Why do you keep doing this? Not just amputating me, but trusting my insight. You really shouldn’t trust me, or any of Mother Nature anyway. I know better than anyone, she’s my mother. She’s self-destructive and as a result everyone gets hurt. Ever felt an earthquake? Yep, the one a few years back was when I snuck out to meet up with boy flowers in an unkept community garden. Besides, would you trust someone who doesn’t wear deodorant? Why do you think there’s so much air pollution? Exactly.

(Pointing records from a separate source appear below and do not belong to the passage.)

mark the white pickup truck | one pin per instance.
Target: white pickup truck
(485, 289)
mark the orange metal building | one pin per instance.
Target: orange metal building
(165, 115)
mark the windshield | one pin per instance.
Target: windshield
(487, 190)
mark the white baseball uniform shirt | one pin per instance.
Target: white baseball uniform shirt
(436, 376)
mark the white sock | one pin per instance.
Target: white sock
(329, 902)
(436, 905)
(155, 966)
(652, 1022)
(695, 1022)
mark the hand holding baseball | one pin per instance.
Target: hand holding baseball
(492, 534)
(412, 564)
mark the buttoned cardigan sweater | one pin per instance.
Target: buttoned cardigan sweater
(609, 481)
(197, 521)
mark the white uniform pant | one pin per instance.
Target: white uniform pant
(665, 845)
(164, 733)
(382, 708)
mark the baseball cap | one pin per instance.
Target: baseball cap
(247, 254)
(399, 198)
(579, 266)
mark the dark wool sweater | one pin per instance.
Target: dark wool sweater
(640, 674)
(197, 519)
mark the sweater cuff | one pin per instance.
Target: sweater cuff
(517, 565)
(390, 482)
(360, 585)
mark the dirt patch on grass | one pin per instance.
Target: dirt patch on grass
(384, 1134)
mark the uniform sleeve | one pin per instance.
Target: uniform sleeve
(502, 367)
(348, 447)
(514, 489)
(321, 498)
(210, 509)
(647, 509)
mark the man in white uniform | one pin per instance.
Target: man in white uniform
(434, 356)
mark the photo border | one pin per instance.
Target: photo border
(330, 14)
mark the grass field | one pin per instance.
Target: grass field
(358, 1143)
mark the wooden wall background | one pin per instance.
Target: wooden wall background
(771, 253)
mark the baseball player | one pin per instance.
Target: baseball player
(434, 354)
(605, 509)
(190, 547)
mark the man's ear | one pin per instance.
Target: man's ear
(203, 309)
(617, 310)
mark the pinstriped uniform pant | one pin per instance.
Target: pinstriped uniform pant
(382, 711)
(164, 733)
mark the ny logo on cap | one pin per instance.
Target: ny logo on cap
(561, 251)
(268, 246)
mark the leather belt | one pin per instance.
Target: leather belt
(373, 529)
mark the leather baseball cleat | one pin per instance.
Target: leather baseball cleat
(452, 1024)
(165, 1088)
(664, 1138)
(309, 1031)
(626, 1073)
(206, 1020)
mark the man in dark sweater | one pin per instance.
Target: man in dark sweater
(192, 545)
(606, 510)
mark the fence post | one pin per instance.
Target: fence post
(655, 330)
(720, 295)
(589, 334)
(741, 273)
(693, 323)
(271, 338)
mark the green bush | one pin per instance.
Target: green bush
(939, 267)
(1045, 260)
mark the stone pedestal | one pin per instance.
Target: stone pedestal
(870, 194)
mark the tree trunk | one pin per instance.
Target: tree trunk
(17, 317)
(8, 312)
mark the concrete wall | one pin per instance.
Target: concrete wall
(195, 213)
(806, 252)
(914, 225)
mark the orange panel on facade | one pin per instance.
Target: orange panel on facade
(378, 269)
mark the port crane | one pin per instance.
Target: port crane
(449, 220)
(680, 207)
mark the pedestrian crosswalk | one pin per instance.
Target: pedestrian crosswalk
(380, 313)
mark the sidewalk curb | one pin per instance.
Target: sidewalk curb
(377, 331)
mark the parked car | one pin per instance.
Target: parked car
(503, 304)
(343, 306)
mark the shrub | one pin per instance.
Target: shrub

You trust a rodent in Pennsylvania to predict the weather, you rely on a turkey to bring your family together every November even though they all hate each other, and you claim the alignment of the sun and stars determines you to be indulging in “Scorpio behavior” when you’re really just an asshole. That would be like me asking your gambling addict cousin Dave for advice on how to best maximize my 401k. Just because nature is a “vibe” and you have a waning moon tattoo and a cat named Luna doesn’t mean we’re always right. We don’t know what we’re doing either. You’d honestly be better off with a Magic 8 ball.
I’ve been around the garden a few times, so just know you’ll grow from this. I won’t since I have one pedal left. But you? You’ve your whole life ahead of you and so many lessons to not learn from. While you’re out there, don’t forget to stop and smell the roses. Smell, not pluck.